Lacking kitchens in their multi-story apartments, a growing population of city dwellers would buy prepared food from food counters called “thermopoleums”. Perfectly preserved food kiosks have been unearthed from the ash of ancient Pompeii, complete with signage indicating a menu that included duck, goat, and snails.
On the other side of the world, all-night noodle stands in China can be traced to the 2nd Century, during the Han Dynasty.
North America Begins its Fast-Food Love Affair
While we weren’t the first to invent the concept of fast food, North America is commonly regarded as the birthplace of the modern franchised fast-food industry.
The first hamburger chain? You may be surprised to learn that distinction goes to White Castle. Established in 1916 in Wichita, Kansas, White Castle opened multiple locations in 1921. They came up with the idea of a restaurant where customers could see their burgers being cooked in front of their eyes to prove their care and attention to cleanliness (this was also reflected in the restaurant’s white walls).
McDonald’s opened its first restaurant in 1948 by the McDonald Brothers. Yet it was Ray Kroc who convinced the brothers to franchise in 1955, eventually buying the McDonalds out and turning the restaurant into the world’s most valuable franchise – with 36,525 restaurants worldwide. (If you haven’t seen it, the movie “The Founder” starring Michael Keaton as Kroc is a must-see).
Kentucky Fried Chicken dates back to the 1930s when Harlan Sanders began serving his chicken at a gas station. He worked on refining his recipe, opening his first restaurant in 1952. Meanwhile, Burger King began life as Insta-Burger King in 1953 in Jacksonville, Florida.
Drive-throughs: Steering Fast Food in a New Direction
A Texas restaurant chain called The Pig Stand gained attention for its drive-in concept in 1921. Customers would pull up in their automobiles and be greeted by “car hops”. These servers took orders and brought food to the parked vehicles on trays that clipped to the car window. In future years, customers would come to see carhops on roller skates in a bid to improve delivery speed.
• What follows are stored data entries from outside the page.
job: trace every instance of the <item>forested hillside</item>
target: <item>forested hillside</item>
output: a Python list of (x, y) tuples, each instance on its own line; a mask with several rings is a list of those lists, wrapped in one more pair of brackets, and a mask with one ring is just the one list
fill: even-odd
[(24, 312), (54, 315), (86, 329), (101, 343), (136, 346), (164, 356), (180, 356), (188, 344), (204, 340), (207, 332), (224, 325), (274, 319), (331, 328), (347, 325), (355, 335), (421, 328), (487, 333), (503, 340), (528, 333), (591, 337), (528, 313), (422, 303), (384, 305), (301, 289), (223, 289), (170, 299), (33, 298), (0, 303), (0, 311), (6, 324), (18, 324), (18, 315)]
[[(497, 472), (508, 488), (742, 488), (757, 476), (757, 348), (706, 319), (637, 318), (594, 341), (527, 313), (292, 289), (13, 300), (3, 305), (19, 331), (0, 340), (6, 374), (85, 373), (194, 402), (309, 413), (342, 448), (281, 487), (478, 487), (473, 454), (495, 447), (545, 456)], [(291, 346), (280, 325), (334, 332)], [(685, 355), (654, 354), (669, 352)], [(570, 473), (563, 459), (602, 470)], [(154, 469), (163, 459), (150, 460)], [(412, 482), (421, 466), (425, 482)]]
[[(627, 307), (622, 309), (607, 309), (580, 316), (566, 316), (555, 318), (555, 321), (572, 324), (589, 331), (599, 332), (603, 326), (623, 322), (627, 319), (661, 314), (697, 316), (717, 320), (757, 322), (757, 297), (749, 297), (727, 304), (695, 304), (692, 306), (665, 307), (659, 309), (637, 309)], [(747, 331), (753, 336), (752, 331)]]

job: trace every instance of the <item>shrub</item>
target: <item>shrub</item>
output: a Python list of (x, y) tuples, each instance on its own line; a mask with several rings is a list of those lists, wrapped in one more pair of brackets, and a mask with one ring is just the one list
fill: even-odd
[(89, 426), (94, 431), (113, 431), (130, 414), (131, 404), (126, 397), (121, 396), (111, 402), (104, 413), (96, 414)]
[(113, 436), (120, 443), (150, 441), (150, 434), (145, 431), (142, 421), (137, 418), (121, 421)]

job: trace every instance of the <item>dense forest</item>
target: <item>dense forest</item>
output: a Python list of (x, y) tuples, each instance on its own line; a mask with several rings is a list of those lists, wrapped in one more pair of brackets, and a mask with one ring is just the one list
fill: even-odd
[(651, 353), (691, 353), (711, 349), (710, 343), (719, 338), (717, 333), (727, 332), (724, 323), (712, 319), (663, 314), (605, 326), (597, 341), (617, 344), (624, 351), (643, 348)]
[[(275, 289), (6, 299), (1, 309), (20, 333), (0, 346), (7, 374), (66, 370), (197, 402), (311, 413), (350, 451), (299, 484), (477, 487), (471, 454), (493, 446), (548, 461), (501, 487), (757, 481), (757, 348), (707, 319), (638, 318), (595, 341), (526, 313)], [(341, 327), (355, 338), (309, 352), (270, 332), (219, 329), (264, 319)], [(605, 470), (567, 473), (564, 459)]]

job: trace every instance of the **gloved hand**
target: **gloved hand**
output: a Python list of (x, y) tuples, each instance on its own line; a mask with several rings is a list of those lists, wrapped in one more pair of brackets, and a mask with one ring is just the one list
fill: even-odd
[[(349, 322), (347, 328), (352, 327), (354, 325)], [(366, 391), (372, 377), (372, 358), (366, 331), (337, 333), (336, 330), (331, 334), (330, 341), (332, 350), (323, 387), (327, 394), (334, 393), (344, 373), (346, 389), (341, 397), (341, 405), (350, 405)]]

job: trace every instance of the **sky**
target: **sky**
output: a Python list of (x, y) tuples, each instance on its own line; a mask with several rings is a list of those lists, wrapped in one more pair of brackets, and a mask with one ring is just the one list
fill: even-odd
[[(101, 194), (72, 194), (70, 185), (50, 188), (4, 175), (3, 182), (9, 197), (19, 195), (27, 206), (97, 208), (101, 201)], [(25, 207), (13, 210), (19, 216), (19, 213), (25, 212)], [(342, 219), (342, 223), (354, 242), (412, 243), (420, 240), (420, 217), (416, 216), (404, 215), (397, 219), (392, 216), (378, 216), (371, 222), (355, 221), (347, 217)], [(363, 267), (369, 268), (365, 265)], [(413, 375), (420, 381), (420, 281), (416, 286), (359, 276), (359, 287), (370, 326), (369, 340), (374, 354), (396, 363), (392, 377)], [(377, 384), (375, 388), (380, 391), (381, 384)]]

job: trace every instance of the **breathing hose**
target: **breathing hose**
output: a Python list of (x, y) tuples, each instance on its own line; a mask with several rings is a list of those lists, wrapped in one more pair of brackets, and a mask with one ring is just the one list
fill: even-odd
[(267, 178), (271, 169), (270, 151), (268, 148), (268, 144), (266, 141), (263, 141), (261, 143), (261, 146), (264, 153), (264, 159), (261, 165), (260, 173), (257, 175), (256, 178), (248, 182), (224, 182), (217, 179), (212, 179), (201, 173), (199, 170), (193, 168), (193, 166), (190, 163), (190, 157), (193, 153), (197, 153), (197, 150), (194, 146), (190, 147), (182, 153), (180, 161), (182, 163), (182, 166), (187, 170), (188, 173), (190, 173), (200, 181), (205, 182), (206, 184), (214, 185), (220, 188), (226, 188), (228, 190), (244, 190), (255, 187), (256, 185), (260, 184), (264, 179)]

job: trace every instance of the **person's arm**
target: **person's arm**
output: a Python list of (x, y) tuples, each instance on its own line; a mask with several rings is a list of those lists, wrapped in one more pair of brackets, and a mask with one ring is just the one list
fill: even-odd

Much like the debate over the birthplace of hockey in Canada, there are competing claims for the title of the first drive-through. Many say the distinction belongs to Red’s Giant Hamburg in Springfield Missouri in 1947.
In-N-Out Burger revolutionized the concept of a drive-through in 1948 when it allowed customers to order from their car using an intercom system. The 100 sq. ft. restaurant was surrounded by a circular driveway. Inside, five cooks prepared the meals. There was no seating inside.
Wendy’s has been credited with pioneering the modern drive-through window in 1970, after opening its first location in Columbus, Ohio the year prior. What set Wendy’s approach apart was the addition of a dedicated grill for drive-through orders.
The double drive-through concept first arrived in the 1980s and has become quite the commonplace across North America. Another sign of the success of the drive-through concept at this time can be seen in the introduction of built-in cupholders in new vehicles.
Evolving with our Changing Tastes
Over the years, fast food/quick-service restaurants have steadily expanded their service offer while improving efficiencies and reducing wait times. In the 1990s, Canadian gas stations started building smaller versions of quick-service restaurants in their convenience stores to attract customers.
Today, the evolution continues, with the advent of touch screen ordering and app-based ordering and pickup. There has been a renaissance in new fast-food concepts, with popular chains from Asia and Europe establishing a beachhead into the North American market.
What’s next on the menu when it comes to the evolution of the quick-service restaurant industry? Only time, and a constant hunger for something new and more convenient, will tell.